The Trusted Capital Program is a DOD [Department of Defense] program that seeks to preempt CFIUS concerns for companies by creating a program to match prescreened investors with companies working on technology or products of national security interest. The DOD aims to provide a secure ecosystem of capital to support investment in U.S. companies, and it will also provide diligence on the investors and companies and government thinking on the direction of U.S. national security priorities. Many other countries already have such programs, so let’s hope this will gain traction.

I know you’ve written about a little-known requirement from the Bureau of Economic Analysis that mandates the reporting of all foreign direct investments. Give us an overview of that requirement.

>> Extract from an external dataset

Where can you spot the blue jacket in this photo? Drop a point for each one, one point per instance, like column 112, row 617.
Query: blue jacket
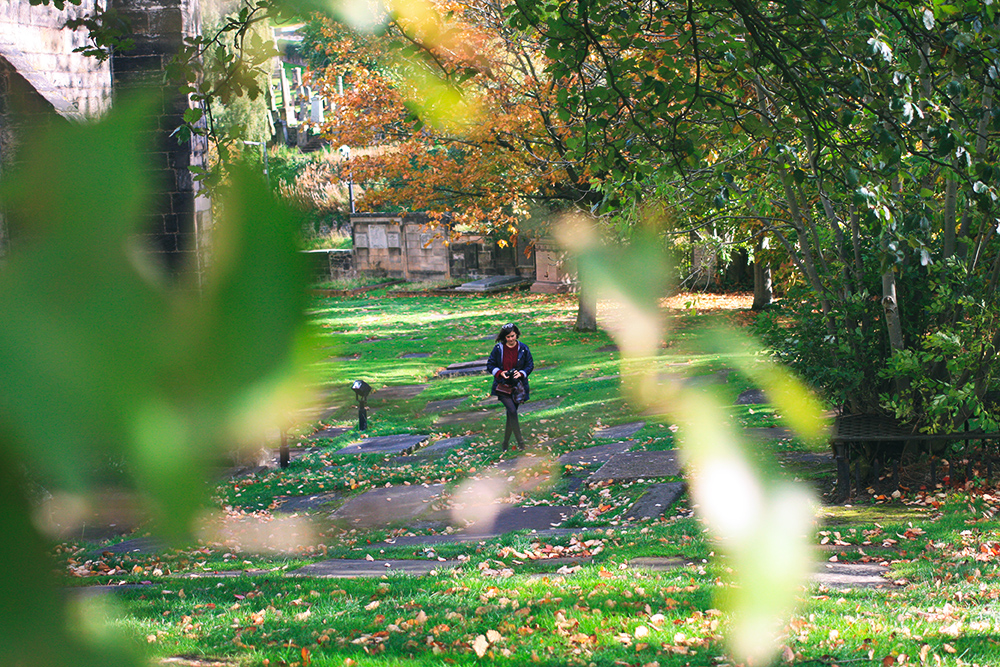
column 525, row 364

You are referring to the reporting obligations under the International Investment and Trade in Services Survey Act. The act, which is not new, includes mandatory reporting requirements that oblige all U.S. businesses to file reports identifying FDI that results in a foreign entity owning or controlling 10% or more of the U.S. business. Reports are filed at the inception of the investment and then every five years in a follow-up “benchmark survey.” The BEA may also contact a company to make additional filings.

The number of filings and the specific report depends on the dollar value of the investment and the business structure. In fact, even if the business is exempt based on the dollar value of the investment, an exemption form must be filed. Reports go to the BEA at the Department of Commerce, and that is why they are referred to as the BEA filings. There are four types of forms that may apply: the FDI Survey (Form BE-13), the Quarterly Survey (Form BE-605), the Annual Survey (Form BE-15), and the five-year Benchmark Survey (Form BE-12).

Several companies have asked us about common pitfalls or traps that have tripped up others with CFIUS. Do you have any insights for them?

  1. That is difficult because there are so many variables in a transaction. There is real risk if you do not know the export classification of the U.S. technology. You can’t “wing it” on this issue.
  2. You need to know all the foreign ownership going all the way back to the beneficial owners. We have seen companies investing in U.S. entities and the U.S. entities did not know that they already had foreign ownership up the chain.
  3. Then there is your risk tolerance. Can the parties handle the future risk if they don’t make a voluntary filing and [maybe a year or two later later] CFIUS determines that there are national security risks and the buyer must divest.
  4. I think the most important point is an entity needs to start thinking about CFIUS when the term sheet is being developed. It is never too early. In fact, if you know deal risks early, you can structure the transaction to minimize risk by keeping the foreign investors segregated from the company.
  5. And finally – China. Any transaction that has Chinese investment is by definition subject to attention by CFIUS. You will see more transactions reviewed [after the] deal execution and more transactions actually proposing mitigation options as part of the transaction itself.